A District Judge has described an assault by a man on his partner at a wedding reception in a County Tyrone hotel as “a cowardly and vicious act.”
Thirty-six-year-old Paul McCloskey from Longfield Lane, Desertmartin, was sentenced to six months in custody for assaulting the woman, causing her actual bodily harm.
Judge Michael Ranaghan said the defendant claimed to have reacted after being provoked.
Mr Ranagan added that what made it worse was the fact that it took place in front of two young children and the victim had suffered a serious injury.
East Tyrone Magistrates Court heard on Friday that the case had previously been heard and adjourned for sentencing.
McCloskey was released on bail pending an appeal against the jail sentence.
Prosecution counsel said the injured party sustained a broken bone and haemorrhaging to her right eye.
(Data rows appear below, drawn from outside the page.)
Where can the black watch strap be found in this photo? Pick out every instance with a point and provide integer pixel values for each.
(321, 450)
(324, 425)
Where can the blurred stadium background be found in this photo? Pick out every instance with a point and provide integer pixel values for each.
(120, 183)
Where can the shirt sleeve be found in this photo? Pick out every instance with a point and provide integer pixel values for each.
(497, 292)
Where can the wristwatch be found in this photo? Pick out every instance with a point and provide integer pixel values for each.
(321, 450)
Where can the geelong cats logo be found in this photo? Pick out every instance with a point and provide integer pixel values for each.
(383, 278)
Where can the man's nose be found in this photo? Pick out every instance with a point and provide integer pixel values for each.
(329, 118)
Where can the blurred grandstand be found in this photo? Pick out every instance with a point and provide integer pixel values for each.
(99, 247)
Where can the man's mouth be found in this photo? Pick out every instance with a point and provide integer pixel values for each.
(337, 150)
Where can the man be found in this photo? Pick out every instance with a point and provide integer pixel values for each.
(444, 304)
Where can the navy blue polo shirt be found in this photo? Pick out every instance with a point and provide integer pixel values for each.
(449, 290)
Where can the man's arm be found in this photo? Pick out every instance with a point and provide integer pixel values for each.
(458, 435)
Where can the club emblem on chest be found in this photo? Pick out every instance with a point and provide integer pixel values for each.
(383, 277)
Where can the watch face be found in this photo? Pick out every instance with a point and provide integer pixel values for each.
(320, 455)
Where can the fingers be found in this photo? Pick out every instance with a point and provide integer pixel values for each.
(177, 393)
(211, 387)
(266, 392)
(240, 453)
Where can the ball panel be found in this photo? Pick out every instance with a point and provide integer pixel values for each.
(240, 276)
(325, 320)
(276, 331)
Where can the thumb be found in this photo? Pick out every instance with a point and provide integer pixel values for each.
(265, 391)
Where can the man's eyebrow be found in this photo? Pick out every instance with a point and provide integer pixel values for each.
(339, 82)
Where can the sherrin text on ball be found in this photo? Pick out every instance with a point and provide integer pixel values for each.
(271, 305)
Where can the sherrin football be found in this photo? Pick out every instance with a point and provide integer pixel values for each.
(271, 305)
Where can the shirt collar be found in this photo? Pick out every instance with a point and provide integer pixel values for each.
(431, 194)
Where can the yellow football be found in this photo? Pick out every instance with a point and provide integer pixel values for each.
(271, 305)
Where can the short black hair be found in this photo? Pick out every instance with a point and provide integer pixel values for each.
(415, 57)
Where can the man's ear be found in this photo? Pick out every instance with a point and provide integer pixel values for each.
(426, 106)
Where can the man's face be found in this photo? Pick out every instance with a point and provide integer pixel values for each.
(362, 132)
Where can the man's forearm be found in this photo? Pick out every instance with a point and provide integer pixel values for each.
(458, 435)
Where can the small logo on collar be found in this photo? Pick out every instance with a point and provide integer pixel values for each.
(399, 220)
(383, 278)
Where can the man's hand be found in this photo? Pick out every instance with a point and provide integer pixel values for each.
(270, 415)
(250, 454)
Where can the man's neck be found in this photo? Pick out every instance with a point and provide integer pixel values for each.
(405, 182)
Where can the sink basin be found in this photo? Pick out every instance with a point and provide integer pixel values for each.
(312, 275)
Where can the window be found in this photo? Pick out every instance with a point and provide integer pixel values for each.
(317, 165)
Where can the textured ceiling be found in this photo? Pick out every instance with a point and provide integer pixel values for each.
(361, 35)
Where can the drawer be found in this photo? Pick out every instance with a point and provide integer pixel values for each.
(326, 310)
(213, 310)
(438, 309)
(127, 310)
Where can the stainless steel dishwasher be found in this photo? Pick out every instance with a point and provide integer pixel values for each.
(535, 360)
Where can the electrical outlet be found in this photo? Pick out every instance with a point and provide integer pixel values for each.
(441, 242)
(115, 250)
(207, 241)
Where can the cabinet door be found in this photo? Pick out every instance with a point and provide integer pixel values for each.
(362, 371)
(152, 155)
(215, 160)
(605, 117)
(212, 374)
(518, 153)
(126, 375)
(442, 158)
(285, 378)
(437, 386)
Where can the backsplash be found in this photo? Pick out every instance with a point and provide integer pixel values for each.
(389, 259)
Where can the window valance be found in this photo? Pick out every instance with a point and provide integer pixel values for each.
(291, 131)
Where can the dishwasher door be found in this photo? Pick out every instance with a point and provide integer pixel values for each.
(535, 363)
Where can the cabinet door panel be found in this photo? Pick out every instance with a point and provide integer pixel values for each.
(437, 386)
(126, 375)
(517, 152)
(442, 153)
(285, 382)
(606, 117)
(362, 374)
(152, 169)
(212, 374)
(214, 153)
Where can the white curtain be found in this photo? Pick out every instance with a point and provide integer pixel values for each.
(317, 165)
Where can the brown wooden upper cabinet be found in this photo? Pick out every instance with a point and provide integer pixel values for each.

She said the incident had happened at a hotel on May 26 last year, and two young children had witnessed the assault taking place.
A defence barrister said it was a “very serious case” and McCloskey had admitted punching his partner to the face from the outset.
Counsel explained that the defendant had drink taken at the event which was his sister’s wedding.
“He accepts that he punched her to the face and this is something which he wholly regrets,” said the lawyer. “If he could turn back time and make it not happen he would.”
Continuing, the lawyer said McCloskey has no history of violence and “nothing of this nature” in his record.
He suggested that a community based disposal may be open to the court in disposing of the matter.
The lawyer went on to say that McCloskey attended with two aunts, who were here to support him in court but not his actions on this occasion.
“He fully accepts the offence from the outset and I would ask the court to leave something hanging over him,” he added.
Judge Ranaghan said he did not feel it was a case where a community based disposal would be appropriate.
He remarked that it was a serious assault and there would have to be a custodial sentence to reflect the seriousness of the charge.